Ada yaşamı, doğal sevgilerle kucaklaşmak, doğal beslenmek, kısaca doğal yaşamak, yalansız.Sınırları belli ada yaşamında sınırsız oluyor yaşam isteğiniz ve görüşünüz.Bir çok şeyden mahrum kalıyorsunuz yaz sezonu bittiğinde ama bu mahrumiyet size öyle güzel, öyle özel geliyor ki tahmin dahi edemezsiniz.Bir kere çok daha fazla yaratıcı oluyorsunuz, yarattığınız her şey ne kadar var olduğunuzu hissettiriyor size.
Evet dünlerle bu günü harmanladığımda, yarın için çok daha umutluyum şimdi.Daha bir güzel bakıyorum yaşama, acılarımı da sevmeye başladım , mutluklarım gibi ve tüm duygularımla barışık olmayı ve savaşmayı tabi ki her tür zorlukla.
Bu yılı bitirirken özel bir plan yapmamaya karar verdim , o anki ruh halime göre hareket etmeye.Yıllarca ağırladım, ağırlandım, artık özgür olmak istiyorum.

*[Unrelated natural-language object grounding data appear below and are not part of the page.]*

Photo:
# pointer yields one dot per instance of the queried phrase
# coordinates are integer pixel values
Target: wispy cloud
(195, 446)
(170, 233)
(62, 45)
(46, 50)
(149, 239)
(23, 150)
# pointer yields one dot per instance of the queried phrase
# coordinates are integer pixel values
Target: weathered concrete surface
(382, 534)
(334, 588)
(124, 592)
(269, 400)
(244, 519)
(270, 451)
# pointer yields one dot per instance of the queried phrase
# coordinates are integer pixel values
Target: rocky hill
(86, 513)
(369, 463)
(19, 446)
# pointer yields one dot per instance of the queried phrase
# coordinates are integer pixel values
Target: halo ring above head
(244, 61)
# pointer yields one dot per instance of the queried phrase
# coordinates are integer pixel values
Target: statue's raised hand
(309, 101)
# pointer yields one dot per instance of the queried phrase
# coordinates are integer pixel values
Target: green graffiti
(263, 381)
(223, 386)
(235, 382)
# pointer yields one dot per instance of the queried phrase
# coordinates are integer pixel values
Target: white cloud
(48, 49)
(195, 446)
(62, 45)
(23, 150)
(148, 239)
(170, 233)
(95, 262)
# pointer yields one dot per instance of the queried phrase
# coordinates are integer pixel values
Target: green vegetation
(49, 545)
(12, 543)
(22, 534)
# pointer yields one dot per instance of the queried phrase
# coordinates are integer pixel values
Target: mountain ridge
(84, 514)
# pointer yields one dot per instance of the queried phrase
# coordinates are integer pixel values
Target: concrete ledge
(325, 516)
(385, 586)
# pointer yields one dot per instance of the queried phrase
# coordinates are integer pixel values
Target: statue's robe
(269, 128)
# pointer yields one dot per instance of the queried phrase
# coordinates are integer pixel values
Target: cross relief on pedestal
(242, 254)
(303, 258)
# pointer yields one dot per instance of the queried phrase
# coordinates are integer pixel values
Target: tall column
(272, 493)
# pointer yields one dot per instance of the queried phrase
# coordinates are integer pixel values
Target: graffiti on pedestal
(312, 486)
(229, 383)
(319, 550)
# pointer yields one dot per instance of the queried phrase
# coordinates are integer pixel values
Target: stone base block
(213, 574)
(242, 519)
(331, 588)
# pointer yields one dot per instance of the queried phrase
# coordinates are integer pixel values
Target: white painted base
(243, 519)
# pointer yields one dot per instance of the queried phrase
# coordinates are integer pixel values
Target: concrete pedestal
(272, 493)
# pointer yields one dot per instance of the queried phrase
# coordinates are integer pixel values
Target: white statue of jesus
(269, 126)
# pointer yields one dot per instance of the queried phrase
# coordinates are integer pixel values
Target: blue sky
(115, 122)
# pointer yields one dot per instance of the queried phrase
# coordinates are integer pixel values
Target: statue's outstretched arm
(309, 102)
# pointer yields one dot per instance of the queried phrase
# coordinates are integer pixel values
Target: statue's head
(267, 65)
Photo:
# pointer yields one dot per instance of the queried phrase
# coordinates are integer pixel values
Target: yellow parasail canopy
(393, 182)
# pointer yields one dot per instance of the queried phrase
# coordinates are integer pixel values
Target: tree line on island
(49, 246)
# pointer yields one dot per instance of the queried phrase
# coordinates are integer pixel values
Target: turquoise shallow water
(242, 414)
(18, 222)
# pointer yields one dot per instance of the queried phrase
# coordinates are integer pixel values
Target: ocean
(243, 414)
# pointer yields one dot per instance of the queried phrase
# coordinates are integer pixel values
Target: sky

Bir dilek tutuyorum 31 Aralık gün ve gecesi için, diz boyu kar istiyorum , hem beyazı, hem de ayazı kucaklamak için, Beyazı kucaklama isteğim tertemiz yarınlar için, ayazı kucaklama isteğim de, yaşadığım tüm yangınları söndürmek için.Umarım bu dileğim olur.
Üsteki yazımı özellikle aldım, önceki ve şimdiki ben, bu farkı görmek ve sizlerle paylaşmak hoşuma gidiyor çünkü.
Umuyorum ki 01/Ocak/2007 de daha da güçlü olarak devam edebilirim hayatıma ve yine sizlerle paylaşabilirim.
Evet gönül dostlarım. Hepinize Öncelikle sağlıklı, huzurlu, bol kazançlı, başarılı, gülücüklerle ve mutluluklarla dolu , şiir güzelliğinde bir yıl diliyorum.Her şey gönlünüzce olsun.